Hadoop breaks large data sets into small “chunks” and spreads these pieces across the servers in a Hadoop cluster. Each chunk is of a requisite size and contains some subset of the original files’ records. This is called the Hadoop Distributed File System (HDFS).
The magic of Hadoop occurs when you apply the MapReduce function. This process essentially runs your query against every chunk of data across all the nodes in the HDFS cluster, then performs a reduce process that combines those results and outputs them to a single data set. Given that no schema is applied to the original files before adding data to the HDFS system, the load is very quick. While it is possible to run any query against this data – you can find many examples on the Internet that show you how to write MapReduce functions against large data sets and return results – you will have to set the bar a little higher if you wish for these results to be actionable; for example, while it may be nice to figure out which customers disliked an Italian restaurant on Yelp, it is far more useful to find out which of your known customers have disliked a restaurant on Yelp in the last three weeks.

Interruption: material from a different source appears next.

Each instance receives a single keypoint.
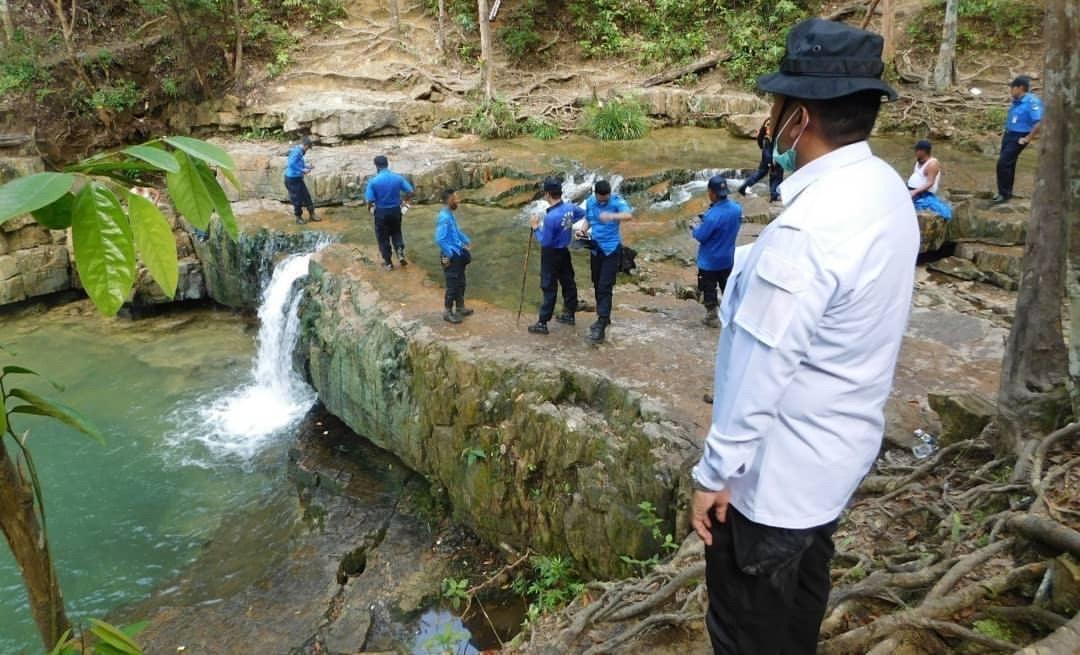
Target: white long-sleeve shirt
(813, 319)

Getting to actionable information
Many data sets that are used in big data processes come from either the Internet or sensor data. With either of these sources, data will be provided based on identifiers such as sensor IDs and social media IDs. Companies will need to map these to their current customer or organization identifiers to be able to leverage the value of any insights gained from this data. This can be done by providing results from your MDM data set using a solution such as Master Data Maestro, which allows you to provide actionable information to the correct manager at the correct time. This approach delivers more effective information for the organization, and leads to better management decisions. It can also ensure that results from the HDFS cluster have been vetted against real-world knowledge.
Some data quality and profiling tools work on top of the big data set to deliver cleansed identifiers from the data. While this can provide initial data to be loaded into your MDM system, it is not an effective way to create actionable results. As opposed to attempting to remove duplicates from the HDFS system in this way, master data should be applied at the MapReduce function level, where the entire mastered Customer or Product list can be used to manage data in and out of the system. The freedom that a Hadoop implementation provides must be checked against the known lists of the business to ensure that query results are meaningful and actionable.